Beware Weyerhaeuser

Media outlets around the region are trumpeting Weyerhaeuser’s plan to transfer its headquarters from its 430-acre Federal Way campus to what is now a parking lot adjacent to Occidental Park in Pioneer Square. The move may be wise from a financial aspect but the forest industry giant should be cautious because their chosen location is not the best building site. When the first settlers arrived in Seattle in 1851, the proposed building site was a tidal marsh, covering about eight acres. It was situated just behind a mound of land, where the first houses were built. You can see the marsh in this early Seattle map, modified from Paul Dorpat’s web site. The building site is at the red X.

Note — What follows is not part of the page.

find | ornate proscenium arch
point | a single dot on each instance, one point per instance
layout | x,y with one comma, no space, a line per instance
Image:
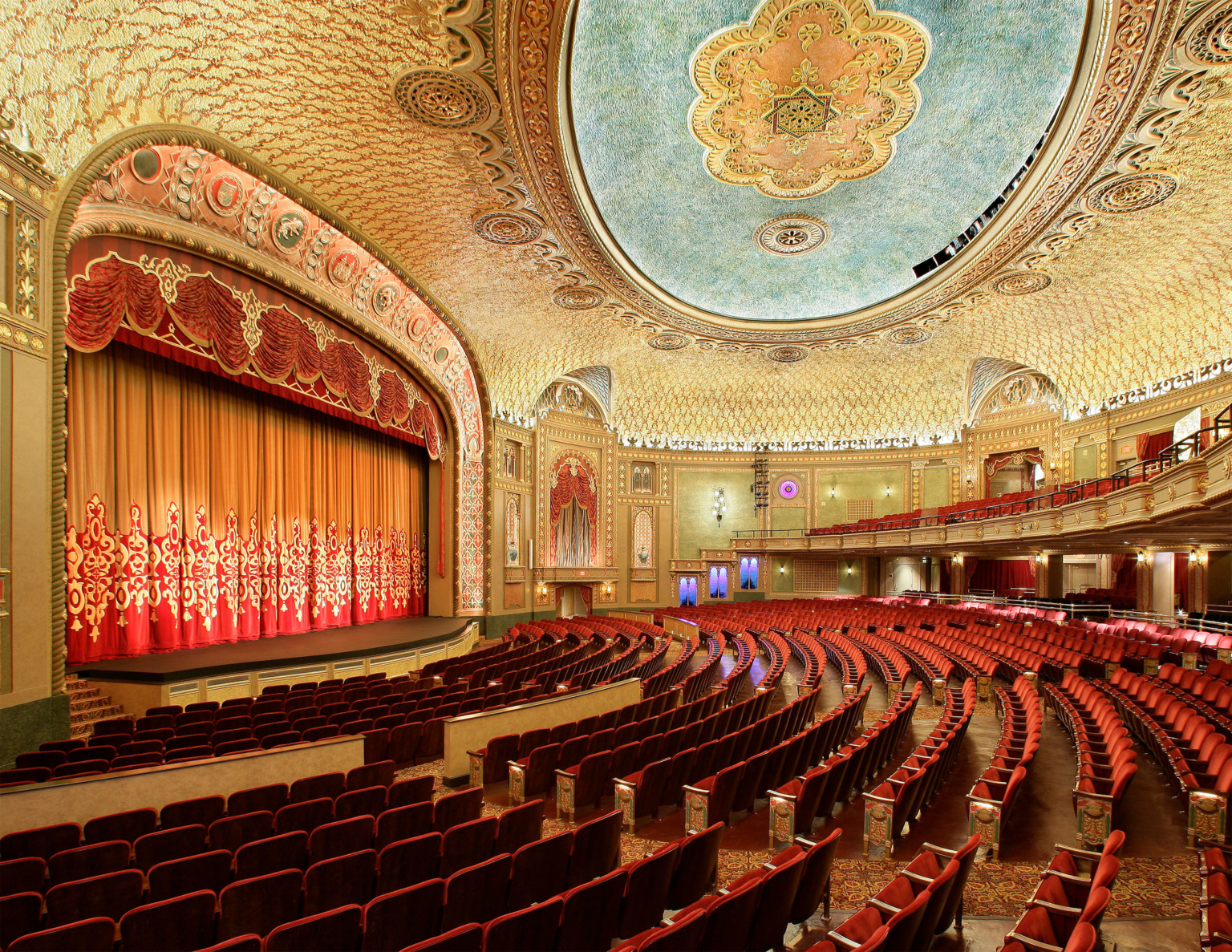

The marsh was one of the first areas altered in Seattle by the settlers. Legend holds that one infamous land reshaper was “Dutch Ned,” who either wheelbarrowed or toted on his back sawdust from Henry Yesler’s mill and dumped the material into potholes and other less than solid spots. As you might imagine, sawdust isn’t the best subsurface to base one’s foundation upon. It has a tendency to rot and decay, creating voids and soft spots. One of the best places to see this is to go to the parking lot where Weyerhaeuser plans to build. Look at the cars. They are not exactly what one would call parked on level terrain. In some places, they are at relatively steep angles, at least relative to what one might expect in a parking lot.

Another way to see what lies beneath is core samples. It’s not a pretty site down below. “Zones of sawdust and wood chips.” “Brick, mortar, asphalt, cinders, concrete, wood and charcoal debris.” “Very loose to loose WOOD debris; creosote/petroleum odor.” Basically, what one finds is the detritus of bygone history: the remnants of the Great Fire of 1889, Dutch Ned’s dumpings, and perhaps collections of garbage from early residents and industries.

Of  course, none of this means that the new Weyerhaeuser headquarters won’t be a solid, well built structure. I am sure they are aware of what they are getting into, or onto. But these cores and early maps do give one pause to consider Weyerhaeuser’s decision to move. I can only hope that if and when the building is built that Weyerhaeuser does some good archaeology on the spot. Who knows what new stories they will unearth?

Material for for this story comes out of research I have done for my new book on Seattle – Too High and Too Steep: Reshaping Seattle’s Topography.